If an enterprise will increase profits, then all censorship matters become irrelevant, including the question of whether something is good or bad for television viewers. Their only operative question, therefore, is "Will it be profitable?" These movie producers and media partisans are selling out America and its vulnerable youth members for money. Although most of America is not consciously aware of it, maximizing profit is more important to production companies than asking whether or not something is beneficial or harmful to society and their young ones. In the meantime, while these so-called honorable businessmen are making a killing off ill-flavored broadcast innovations, society continues to absorb many misconceptions of reality into their consciousness and adopt television's unavoidable stereotypes; they become not as an individual but as an indistinguishable to a picture they glimpsed on television. Spoken shrewdly by author, Roy F. Fox, from his book Harvesting Minds, these phony representations of reality "serves as a visible reminder of something more serious that's hidden from view, an internal hemorrhaging of the spirit that seems to afflict children who are held hostage to an endless stream of ads". 2 Later evidence will overwhelm- ingly indicate that television influences often distort America's view of social reality.
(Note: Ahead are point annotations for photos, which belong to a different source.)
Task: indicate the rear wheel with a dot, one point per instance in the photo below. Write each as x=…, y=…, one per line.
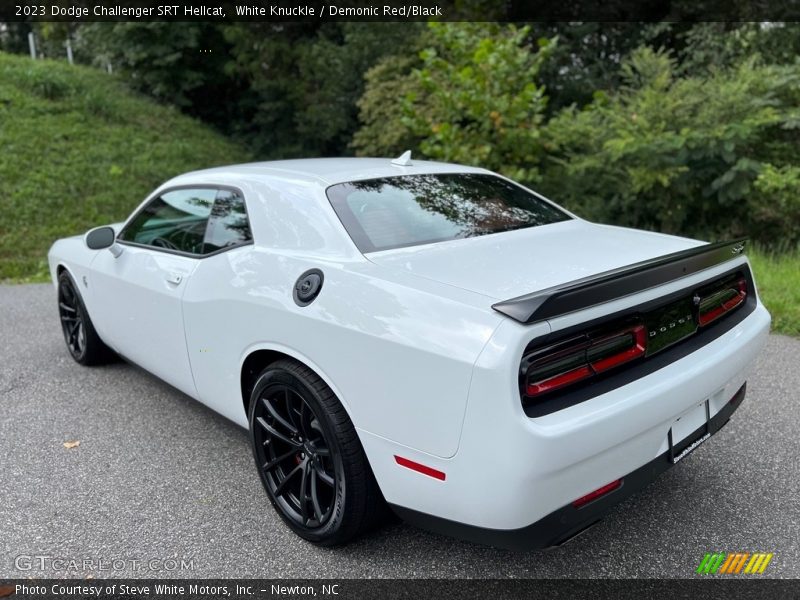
x=309, y=457
x=83, y=343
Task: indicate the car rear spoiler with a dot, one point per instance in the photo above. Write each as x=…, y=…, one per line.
x=617, y=283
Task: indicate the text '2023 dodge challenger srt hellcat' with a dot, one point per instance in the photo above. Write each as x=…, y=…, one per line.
x=427, y=336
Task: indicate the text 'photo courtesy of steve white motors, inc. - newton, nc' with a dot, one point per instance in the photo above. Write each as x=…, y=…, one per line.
x=254, y=10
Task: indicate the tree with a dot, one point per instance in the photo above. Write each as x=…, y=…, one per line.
x=471, y=97
x=698, y=156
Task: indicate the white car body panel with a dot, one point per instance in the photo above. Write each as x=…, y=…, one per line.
x=408, y=341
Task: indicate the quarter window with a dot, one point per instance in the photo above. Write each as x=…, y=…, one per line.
x=227, y=225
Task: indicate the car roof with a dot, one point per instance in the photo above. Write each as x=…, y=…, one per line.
x=327, y=171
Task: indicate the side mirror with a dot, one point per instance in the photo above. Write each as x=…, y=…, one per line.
x=102, y=237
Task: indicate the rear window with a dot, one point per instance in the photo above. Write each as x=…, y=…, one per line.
x=409, y=210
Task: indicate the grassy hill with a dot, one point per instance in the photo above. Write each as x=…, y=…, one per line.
x=78, y=149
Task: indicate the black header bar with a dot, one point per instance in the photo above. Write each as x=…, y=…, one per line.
x=400, y=10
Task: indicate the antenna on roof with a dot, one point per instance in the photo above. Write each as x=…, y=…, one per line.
x=404, y=160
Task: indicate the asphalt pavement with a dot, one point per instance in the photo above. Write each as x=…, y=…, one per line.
x=161, y=486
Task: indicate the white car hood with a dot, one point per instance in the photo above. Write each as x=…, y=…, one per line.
x=507, y=265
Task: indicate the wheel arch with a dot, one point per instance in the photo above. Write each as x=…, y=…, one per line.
x=259, y=357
In other words, the media influences what people, essentially kids, think about other types of people and even themselves - how they imagine what others are like, what roles they themselves should play in society, how they communicate with others, and how they treat others. Consensus still remains on several other issues: that media have ideological and self-assertive implications, that people usually negotiate and construct meaning from media, and that the media not only can reflect reality but also help create it. Television, irrefutably, is the chief informant of all these existing attitudes and viewpoints. In fact, television has become necessary for the formation of individual and group identities in society's new urban environment as all different classes of religion, race and sex try to live together with some degree of cooperation and harmony.
People often argue, though, that the media does not create stereotypes, that they merely reflect contemporary society. On the contrary, market researchers will find within sample populations what small numbers of certain people are doing, so that the producers can offer cutting-edge programming. The shows eventually catch on with the viewers and imitators are propagated. Soon everyone will feel as though people are living in sync with these current-day programs. This situation often makes viewers feel alienated because they know that they are not like Seinfeld or the doctors on ER.
The popular media characters create the illusion that everyone else is like them, when in fact this cannot be true. One character could not possibly represent millions. Another argument is that a single television show, film, or commercial, cannot create stereotypes because only a handful of characters are portrayed. One is forgetting that this argument does not account for the prevalence of media outlets of images, or the way people perceive those images.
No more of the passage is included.